Though the numbers are already improving (47 O, 40 M), one group that is truly torn between Obama and McCain is Catholics. There is a single issue causing this split; unsurprisingly, it's abortion. Despite loud, official pronouncements by some in the hierarchy, Catholics are divided on abortion -- not so much on whether or not it's wrong, but how wrong it is in comparison to other wrongs.
Given the right forum and the right language, Obama is in a position to move a substantial number of Catholics to his side, without compromising his stance on Roe v. Wade. If enough Catholics move from McCain to Obama, Ohio, Indiana and Pennsylvania are sealed deals -- and McCain cannot win.
It's all about the seamless garment.
The seamless garment:
When the soldiers had crucified Jesus, they took his clothes and divided them into four parts, one for each soldier, and took his cloak as well. The cloak was seamless, woven in one piece from the top down.
What the image means:
The range of application is all too evident: nuclear war threatens life on a previously unimaginable scale; abortion takes life daily on a horrendous scale; public executions are fast becoming weekly events in the most advanced technological society in history; and euthanasia is now openly discussed and even advocated. Each of these assaults on life has its own meaning and morality; they cannot be collapsed into one problem, but they must be confronted as pieces of a larger pattern.
What Cardinal Bernardin was discussing in that 1984 speech is also called a consistent life approach. It had been, officially, the Roman Catholic Church's position that abortion is one of several issues that demand equal attention, all falling under the general heading of "reverence for life." Those issues include euthanasia, war, capital punishment, poverty and racism.
Official Church pronouncements under both Pope John Paul II and Pope Benedict XVI have sought to give primacy to abortion and euthanasia. From an excellent 2005 New Yorker article by Peter Boyer:
"Not all moral issues have the same moral weight as abortion and euthanasia," Ratzinger [Pope Benedict] wrote. "For example, if a Catholic were to be at odds with the Holy Father on the application of capital punishment or on the decision to wage war, he would not for that reason be considered unworthy to present himself to receive Holy Communion .... There may be a legitimate diversity of opinion even among Catholics about waging war and applying the death penalty but not, however, with regard to abortion and euthanasia."

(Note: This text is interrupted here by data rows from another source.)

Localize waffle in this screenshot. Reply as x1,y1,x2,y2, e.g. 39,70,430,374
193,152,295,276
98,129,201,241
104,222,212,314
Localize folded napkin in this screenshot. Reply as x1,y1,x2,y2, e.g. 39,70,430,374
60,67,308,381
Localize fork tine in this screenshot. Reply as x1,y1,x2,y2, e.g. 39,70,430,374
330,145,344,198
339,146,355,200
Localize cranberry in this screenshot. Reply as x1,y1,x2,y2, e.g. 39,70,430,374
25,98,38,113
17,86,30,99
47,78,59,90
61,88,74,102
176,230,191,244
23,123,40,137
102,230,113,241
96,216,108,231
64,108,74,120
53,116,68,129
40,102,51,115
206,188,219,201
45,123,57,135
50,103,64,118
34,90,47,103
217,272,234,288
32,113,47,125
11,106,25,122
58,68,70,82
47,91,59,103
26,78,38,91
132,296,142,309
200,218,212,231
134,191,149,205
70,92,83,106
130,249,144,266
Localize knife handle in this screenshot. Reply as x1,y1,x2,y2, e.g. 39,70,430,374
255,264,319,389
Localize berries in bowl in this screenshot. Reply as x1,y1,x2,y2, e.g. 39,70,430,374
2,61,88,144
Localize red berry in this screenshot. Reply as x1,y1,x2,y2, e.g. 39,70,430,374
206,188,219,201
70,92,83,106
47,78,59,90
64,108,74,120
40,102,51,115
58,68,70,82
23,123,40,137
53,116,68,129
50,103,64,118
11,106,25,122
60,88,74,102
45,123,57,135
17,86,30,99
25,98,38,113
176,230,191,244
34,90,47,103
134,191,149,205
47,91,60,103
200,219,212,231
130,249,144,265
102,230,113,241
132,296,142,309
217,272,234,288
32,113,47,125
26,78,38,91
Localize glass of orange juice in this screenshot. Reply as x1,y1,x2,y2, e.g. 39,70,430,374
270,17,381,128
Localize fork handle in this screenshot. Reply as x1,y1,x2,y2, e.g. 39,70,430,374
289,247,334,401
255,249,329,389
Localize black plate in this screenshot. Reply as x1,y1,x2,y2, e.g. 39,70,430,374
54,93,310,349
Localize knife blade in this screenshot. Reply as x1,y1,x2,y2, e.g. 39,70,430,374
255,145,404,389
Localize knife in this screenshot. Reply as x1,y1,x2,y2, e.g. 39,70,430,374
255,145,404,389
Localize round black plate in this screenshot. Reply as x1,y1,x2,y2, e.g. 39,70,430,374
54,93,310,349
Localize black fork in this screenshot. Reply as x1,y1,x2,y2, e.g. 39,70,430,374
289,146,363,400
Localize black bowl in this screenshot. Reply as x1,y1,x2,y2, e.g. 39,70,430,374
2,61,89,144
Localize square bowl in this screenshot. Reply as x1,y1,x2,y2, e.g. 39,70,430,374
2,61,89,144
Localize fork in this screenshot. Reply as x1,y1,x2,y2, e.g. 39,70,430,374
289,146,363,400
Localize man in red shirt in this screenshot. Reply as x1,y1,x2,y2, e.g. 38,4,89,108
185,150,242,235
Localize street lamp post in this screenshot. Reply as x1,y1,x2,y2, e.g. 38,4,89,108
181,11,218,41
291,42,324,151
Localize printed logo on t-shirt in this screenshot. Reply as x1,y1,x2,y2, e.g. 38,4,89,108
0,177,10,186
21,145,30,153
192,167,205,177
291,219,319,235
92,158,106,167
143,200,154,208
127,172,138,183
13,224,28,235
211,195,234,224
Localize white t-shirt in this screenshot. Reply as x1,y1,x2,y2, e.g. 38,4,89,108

The essential divide within American Catholicism, then, is between adherents to the "seamless garment" argument and the Church's official word.

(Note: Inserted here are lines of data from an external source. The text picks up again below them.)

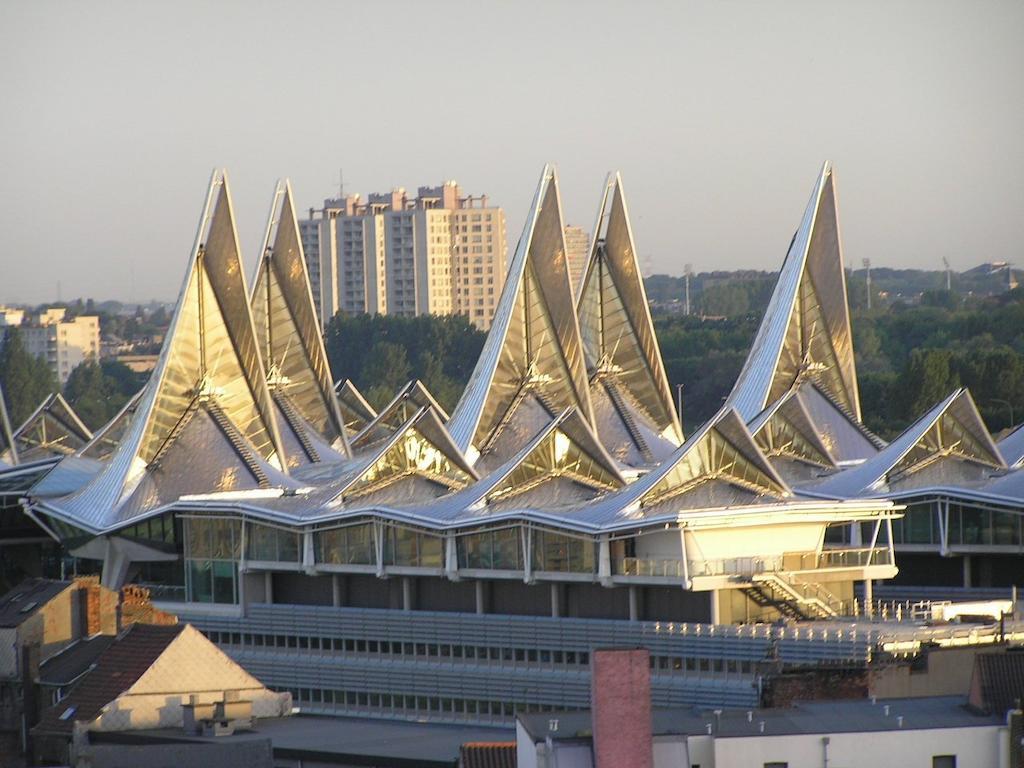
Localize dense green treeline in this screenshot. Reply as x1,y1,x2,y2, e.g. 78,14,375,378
324,313,485,412
0,327,145,430
654,289,1024,437
0,286,1024,438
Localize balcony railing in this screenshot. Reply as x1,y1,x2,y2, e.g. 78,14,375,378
689,547,892,578
690,555,784,577
786,547,892,570
612,557,686,579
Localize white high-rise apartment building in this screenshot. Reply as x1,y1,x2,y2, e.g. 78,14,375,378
299,186,508,330
20,307,99,386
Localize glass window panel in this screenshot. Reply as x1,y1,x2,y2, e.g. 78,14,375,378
213,561,238,603
903,507,935,544
992,512,1021,546
963,509,992,544
188,560,213,603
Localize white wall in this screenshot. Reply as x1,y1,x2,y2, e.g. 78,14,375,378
686,522,824,560
712,725,1005,768
636,530,683,560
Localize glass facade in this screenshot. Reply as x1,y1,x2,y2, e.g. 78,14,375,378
313,522,377,565
183,517,242,603
530,530,597,573
246,523,302,562
384,525,444,568
457,527,522,570
893,502,1024,549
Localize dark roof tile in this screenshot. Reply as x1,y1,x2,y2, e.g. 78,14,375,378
35,624,187,734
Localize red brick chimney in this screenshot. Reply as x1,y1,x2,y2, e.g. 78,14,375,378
590,648,654,768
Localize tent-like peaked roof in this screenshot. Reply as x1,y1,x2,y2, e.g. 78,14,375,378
473,408,626,512
998,424,1024,467
36,171,284,527
750,389,836,467
335,406,478,504
11,392,92,463
351,379,449,451
578,173,683,446
334,379,377,435
636,409,792,507
728,163,860,421
449,166,593,461
809,388,1007,498
251,181,348,461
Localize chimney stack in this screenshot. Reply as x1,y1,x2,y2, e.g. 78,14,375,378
590,648,654,768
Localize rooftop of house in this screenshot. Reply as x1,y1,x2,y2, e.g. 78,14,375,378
0,579,71,628
96,715,515,768
517,696,1005,741
39,635,115,687
36,624,187,734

American Catholics are famously ambiguous about Rome's pronouncements on sexuality, including even abortion, despite the rhetoric of Church officials. Obama's opening comes as part of his attempt to woo evangelicals (pdf, begins page 13). He is stressing issues that resonate with them and at the same time differentiate George Bush from his erstwhile voters: environmentalism, for example.
His opportunity is to stress a holistic approach to life issues. I have no doubt his rapproachment with evangelicals is already moving along this path. For Catholics, a familiarity with the "seamless garment" argument -- especially the use of the term -- would go a long way. IMHO, American Catholics are not looking for a leader who is against abortion and in favor of every other desecration of humankind -- like the current one. They are looking, instead, for a leader who acknowledges the difference of opinion on abortion, believes it should be used minimally, and places a high value on human life in all its forms and at all times, not simply at conecption.

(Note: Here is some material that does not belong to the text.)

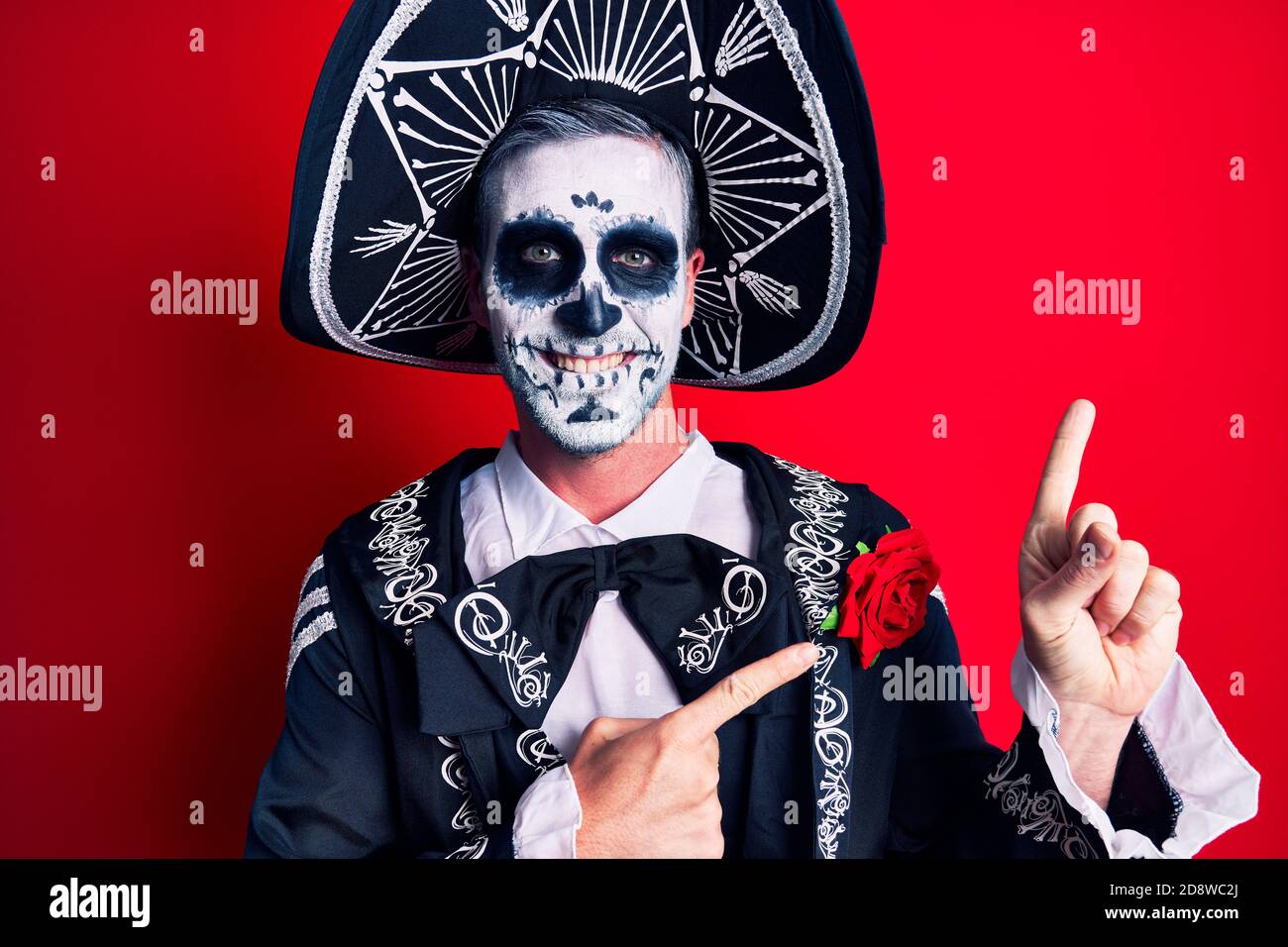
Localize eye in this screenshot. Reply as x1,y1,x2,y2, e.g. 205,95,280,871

Unequivocally, the opportunity is there:
...57% of US Catholic adults identity as Democrats or Democratic leaners, while 40% identify as Republicans or Republican leaners. (69% of Hispanic Catholics are Democratically inclined.) The shift from 2004 holds across all attitudinal levels, including frequency of mass attendance and the degree to which Catholics rely on doctrine i.e., the catholicity of Catholics, age, and gender.
I'm confident Obama sees it, and will take advantage of it.